The welfare reform debate is confined to a single question: which Party can make it most difficult to get onto and stay on social security benefits. And because successive governments have struggled to develop programmes which genuinely help people into employment, the focus of welfare reform has increasingly become one of making access to social security as frustratingly complex and insecure as possible and of managing individual behaviours within a scheme of required activities and punitive sanctions for non-compliance, such that people who fail can have their benefits justifiably cut. So toxic is the debate surrounding welfare reform that anything which deflects from this core goal merely bounces off, attacked as celebrating a ‘something for nothing culture.’ There is simply no space for alternative ideas to breathe.
This is why welfare reform does not then offer a viable political or practical vehicle through which to anticipate improving the living standards of disabled people and people with long term health conditions in the immediate term. Sure, defending against further regressive cuts may be important, but focusing all campaigning efforts on the benefits system is a strategic and tactical mistake. Not only is doing so largely futile in this political environment, it also ignores where the real opportunity to improve living standards and opportunities lies. We need to campaign outside of this space.

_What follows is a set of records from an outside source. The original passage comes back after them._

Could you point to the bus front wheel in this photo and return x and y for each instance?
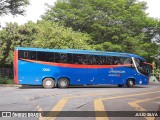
(130, 83)
(63, 83)
(48, 83)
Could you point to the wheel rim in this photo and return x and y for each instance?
(131, 82)
(63, 83)
(48, 83)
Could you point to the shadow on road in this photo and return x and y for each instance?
(85, 86)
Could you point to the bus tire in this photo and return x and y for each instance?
(120, 85)
(48, 83)
(63, 83)
(130, 83)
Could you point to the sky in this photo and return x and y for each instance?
(37, 8)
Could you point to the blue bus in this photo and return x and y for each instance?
(67, 67)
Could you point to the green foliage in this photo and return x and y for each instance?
(52, 35)
(12, 36)
(6, 80)
(13, 6)
(114, 25)
(42, 34)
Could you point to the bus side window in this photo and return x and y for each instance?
(26, 54)
(33, 55)
(45, 56)
(61, 57)
(79, 59)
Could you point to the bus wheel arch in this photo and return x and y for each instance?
(130, 82)
(63, 82)
(48, 82)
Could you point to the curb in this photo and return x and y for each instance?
(10, 85)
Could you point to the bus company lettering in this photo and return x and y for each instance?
(116, 71)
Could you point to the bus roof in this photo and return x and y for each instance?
(93, 52)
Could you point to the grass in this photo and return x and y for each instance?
(6, 80)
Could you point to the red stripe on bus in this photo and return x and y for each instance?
(16, 66)
(76, 65)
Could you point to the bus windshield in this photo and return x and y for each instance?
(142, 67)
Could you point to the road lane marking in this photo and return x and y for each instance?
(137, 107)
(99, 106)
(60, 105)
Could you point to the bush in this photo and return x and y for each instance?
(6, 80)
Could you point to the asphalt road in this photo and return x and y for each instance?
(86, 100)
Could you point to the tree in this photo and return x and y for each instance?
(114, 25)
(14, 7)
(52, 35)
(43, 34)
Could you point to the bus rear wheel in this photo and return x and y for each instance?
(63, 83)
(48, 83)
(130, 83)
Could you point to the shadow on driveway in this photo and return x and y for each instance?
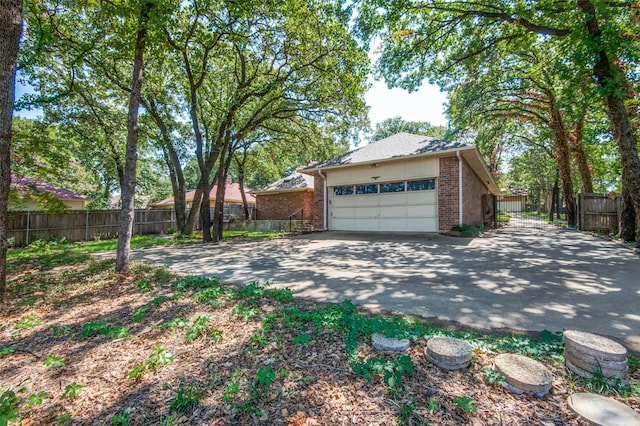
(525, 279)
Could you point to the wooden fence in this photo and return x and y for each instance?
(83, 225)
(598, 212)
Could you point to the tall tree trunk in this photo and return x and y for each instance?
(241, 165)
(611, 78)
(628, 219)
(174, 166)
(218, 213)
(129, 188)
(577, 147)
(10, 32)
(562, 153)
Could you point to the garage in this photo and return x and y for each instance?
(388, 206)
(403, 183)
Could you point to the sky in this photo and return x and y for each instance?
(425, 104)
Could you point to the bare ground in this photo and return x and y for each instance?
(309, 382)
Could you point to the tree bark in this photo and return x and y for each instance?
(131, 159)
(10, 32)
(611, 78)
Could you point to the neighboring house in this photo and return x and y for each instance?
(290, 197)
(33, 193)
(405, 183)
(233, 205)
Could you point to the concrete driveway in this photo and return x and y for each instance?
(527, 279)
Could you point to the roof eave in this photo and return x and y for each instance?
(442, 153)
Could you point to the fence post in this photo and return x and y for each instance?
(26, 240)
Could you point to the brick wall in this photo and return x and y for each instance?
(448, 195)
(318, 202)
(279, 206)
(472, 193)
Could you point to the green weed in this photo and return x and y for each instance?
(72, 390)
(53, 361)
(121, 419)
(301, 339)
(198, 328)
(26, 322)
(101, 328)
(185, 400)
(466, 404)
(494, 377)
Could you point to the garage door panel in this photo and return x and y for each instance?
(393, 224)
(391, 199)
(422, 224)
(428, 210)
(339, 224)
(363, 213)
(393, 211)
(367, 201)
(370, 224)
(421, 197)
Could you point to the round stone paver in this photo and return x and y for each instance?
(593, 345)
(448, 353)
(603, 411)
(383, 343)
(524, 374)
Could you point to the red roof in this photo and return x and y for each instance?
(232, 194)
(25, 183)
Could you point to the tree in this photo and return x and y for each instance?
(10, 32)
(394, 125)
(449, 41)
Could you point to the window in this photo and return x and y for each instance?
(366, 189)
(421, 185)
(392, 187)
(343, 190)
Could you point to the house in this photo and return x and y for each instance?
(290, 197)
(233, 204)
(33, 194)
(403, 183)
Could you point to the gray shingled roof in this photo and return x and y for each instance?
(398, 145)
(295, 181)
(24, 183)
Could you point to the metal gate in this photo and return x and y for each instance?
(529, 210)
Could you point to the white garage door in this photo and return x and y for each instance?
(406, 206)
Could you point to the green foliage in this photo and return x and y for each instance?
(466, 404)
(9, 403)
(433, 406)
(469, 231)
(64, 419)
(62, 330)
(194, 283)
(159, 358)
(37, 398)
(6, 350)
(101, 328)
(27, 321)
(245, 312)
(144, 285)
(494, 377)
(72, 390)
(185, 400)
(176, 323)
(301, 339)
(53, 361)
(233, 387)
(121, 419)
(265, 376)
(407, 414)
(197, 329)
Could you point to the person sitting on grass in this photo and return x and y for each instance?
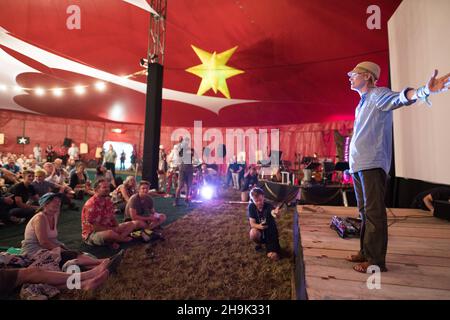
(25, 197)
(41, 233)
(11, 278)
(98, 222)
(79, 182)
(262, 223)
(140, 210)
(250, 181)
(122, 194)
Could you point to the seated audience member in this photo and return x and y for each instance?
(9, 177)
(263, 228)
(140, 209)
(98, 222)
(71, 166)
(25, 197)
(60, 175)
(6, 203)
(103, 173)
(33, 165)
(250, 181)
(424, 200)
(50, 153)
(41, 233)
(11, 166)
(276, 176)
(79, 182)
(60, 186)
(42, 186)
(122, 194)
(233, 168)
(11, 278)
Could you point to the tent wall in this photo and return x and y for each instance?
(304, 139)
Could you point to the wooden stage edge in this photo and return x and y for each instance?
(418, 257)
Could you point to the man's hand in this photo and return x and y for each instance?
(437, 85)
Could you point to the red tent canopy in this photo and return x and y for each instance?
(294, 54)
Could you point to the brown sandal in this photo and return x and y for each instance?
(356, 258)
(362, 267)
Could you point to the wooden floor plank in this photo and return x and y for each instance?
(418, 257)
(331, 289)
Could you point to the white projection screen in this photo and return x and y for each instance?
(419, 42)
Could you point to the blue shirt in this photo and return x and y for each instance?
(371, 143)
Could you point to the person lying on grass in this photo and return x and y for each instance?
(140, 210)
(11, 278)
(98, 222)
(262, 223)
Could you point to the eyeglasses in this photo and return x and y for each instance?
(354, 74)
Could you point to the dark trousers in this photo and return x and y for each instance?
(370, 188)
(111, 166)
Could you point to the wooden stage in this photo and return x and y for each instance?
(418, 257)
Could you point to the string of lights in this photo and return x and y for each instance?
(59, 91)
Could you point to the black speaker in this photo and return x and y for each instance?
(67, 142)
(222, 150)
(441, 209)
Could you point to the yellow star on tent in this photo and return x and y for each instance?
(214, 71)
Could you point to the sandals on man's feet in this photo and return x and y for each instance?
(362, 267)
(356, 258)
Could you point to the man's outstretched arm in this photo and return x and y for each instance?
(434, 85)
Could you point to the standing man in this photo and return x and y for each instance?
(74, 152)
(122, 160)
(110, 160)
(186, 171)
(370, 155)
(37, 151)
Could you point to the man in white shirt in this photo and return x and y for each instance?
(37, 151)
(74, 152)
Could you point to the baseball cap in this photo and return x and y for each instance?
(367, 66)
(46, 198)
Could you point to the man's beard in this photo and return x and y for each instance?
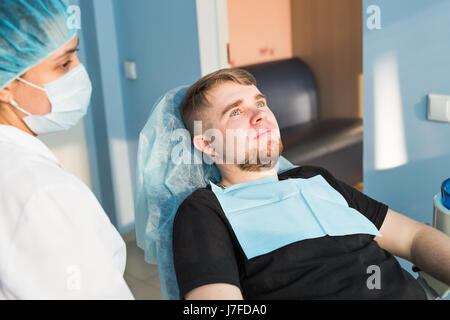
(266, 161)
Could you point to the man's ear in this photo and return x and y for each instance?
(203, 145)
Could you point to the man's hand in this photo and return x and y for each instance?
(426, 247)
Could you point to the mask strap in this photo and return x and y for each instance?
(15, 105)
(31, 84)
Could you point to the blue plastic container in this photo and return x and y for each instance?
(445, 189)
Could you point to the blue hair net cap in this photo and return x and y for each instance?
(30, 31)
(162, 184)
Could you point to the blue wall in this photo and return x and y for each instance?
(404, 61)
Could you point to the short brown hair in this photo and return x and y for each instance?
(195, 101)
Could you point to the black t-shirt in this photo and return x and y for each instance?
(207, 251)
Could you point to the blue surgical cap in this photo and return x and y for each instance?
(163, 184)
(30, 31)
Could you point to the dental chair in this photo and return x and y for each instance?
(335, 144)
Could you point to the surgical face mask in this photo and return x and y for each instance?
(69, 97)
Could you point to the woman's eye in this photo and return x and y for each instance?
(66, 65)
(236, 113)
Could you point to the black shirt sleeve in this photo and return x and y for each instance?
(202, 245)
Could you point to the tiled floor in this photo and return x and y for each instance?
(142, 278)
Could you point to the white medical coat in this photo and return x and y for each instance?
(56, 242)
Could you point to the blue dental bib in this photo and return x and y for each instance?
(268, 214)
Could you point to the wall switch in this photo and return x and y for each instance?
(130, 70)
(438, 108)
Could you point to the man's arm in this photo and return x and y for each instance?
(426, 247)
(215, 291)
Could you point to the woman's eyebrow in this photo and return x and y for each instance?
(69, 51)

The strange thing about the years since the financial crash of 2008 is that unemployment didn’t rise to anything like the levels of previous economic downturns. Disabled people’s employment was not disproportionately affected by the downturn either. And now employment is growing as the economy begins to recover. Disabled people and people with long term health conditions should benefit from this recovery. This is why if campaigners genuinely want to tackle poverty and ensure an adequate standard of living for disabled people and people with long term health conditions they will use the occasion of the 20th anniversary of the Disability Discrimination Act next year to launch a major campaign on the right to work and employment
‘But…..’ I can already hear people saying ‘….what of those who cannot work?’ Well, bear with me and I will explain why my proposal is designed genuinely to ensure ‘work for those who can, security for those who cannot.’
The right to work and employment is entirely different to an obligation to engage in ‘work focused activity’ as a condition of receiving benefits. Campaigning for people to have opportunities for work and employment is not the same as campaigning for people to be made to do work. A focus on the right to work and employment places the emphasis on addressing the factors which deny people opportunities to do so, like the availability of suitable jobs, discrimination, access to education and training and critically the nature of work itself and how accommodating this can be to people requiring atypical working arrangements.
The opportunity here is not only to pinpoint these barriers and to generate new momentum to secure their removal, but in doing so to also expose the distance which continues to exist between many people and a real prospect of sustainable employment. This in turn offers the prospect of exposing the blunt ineffectiveness of the Work Capability Assessment, the uselessness of the Work Programme and the unreasonableness of the increasingly punitive conditions and sanctions faced by those who are excluded from the labour market through no fault of their own. It allows us to demonstrate that unemployment is not a matter of individual failure, but of systemic failure. Yet unlike many recent campaigns against welfare reform, the price of doing so need not be the deliberate lowering of expectations or of disability activists appearing to turn their backs on rights and equality.
This is why a campaign for employment and work – entirely removed from the toxicity of welfare reform – holds the prospect of promoting both opportunity and security. Any takers?